Some people with mold allergies may have allergy symptoms the entire summer because of outdoor molds or year-round if symptoms are due to indoor molds which would be considered perennial allergies.

Mold spores can deposit on the lining of the nose and cause hay fever symptoms. They also can reach the lungs, to cause asthma or another serious illness called allergic bronchopulmonary aspergillosis.

What are the symptoms of an outdoor allergy?

Outdoor allergies can cause allergic rhinitis, allergic conjunctivitis and allergic asthma.

The most common symptoms of allergic rhinitis are:

  • sneezing
  • clear and watery nasal discharge
  • congestion (stuffy nose)
  • itchy eyes, nose, and throat
  • watery eyes

The most common symptoms of allergic asthma are:

  • Wheezing (whistling sound of air moving through narrowed airways)
  • Chest Tightness
  • Coughing (particularly at night and early morning)
  • Shortness of breath (difficulty breathing)

The most common symptoms of allergic conjunctivitis are:

  • Itchy eyes
  • Redness of the eye
  • Tearing
  • Burning eyes

Outdoor allergies can cause all or only one of these conditions.

How are outdoor allergies diagnosed?

If outdoor allergies are suspected, your allergist will ask you about your health and family history and perform a physical exam.

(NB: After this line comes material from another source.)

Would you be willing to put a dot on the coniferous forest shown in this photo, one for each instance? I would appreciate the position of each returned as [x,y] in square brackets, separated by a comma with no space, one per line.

He or she will ask you to fill out a questionnaire about your symptoms to determine what type of symptoms you have, their severity and where and when the occur. It will be about the outdoor environment where you live and work or go to school as well as your home environment.  Your allergist may perform allergy tests to determine what you are allergic to and how severe the allergy is.    These tests include skin tests via prick technique or intradermal injection, blood tests (RAST) or challenge testing. The test results alone do not diagnose allergies.  All test results must be interpreted together with the medical history.

Who gets seasonal allergies?

Seasonal allergies affect people of all ages. Children of parents who are affected by allergies are more likely to be affected as well. Different climates have different allergies and will affect people differently.

How are outdoor allergies treated?

Treatment is determined on an individual basis as prescribed by your physician.  Please contact our office to schedule an appointment with one of our allergy and asthma specialists.  

Is there a cure for outdoor allergies?

There is no cure for outdoor allergies. However, most symptoms of allergic rhinitis can be treated and immunotherapy can provide long lasting reduction or elimination of symptoms.

What are the possible complications of outdoor allergies?

The most common complication of outdoor allergies is sinusitis.

How can I prevent developing outdoor allergies?

There is no known way to prevent developing these allergies.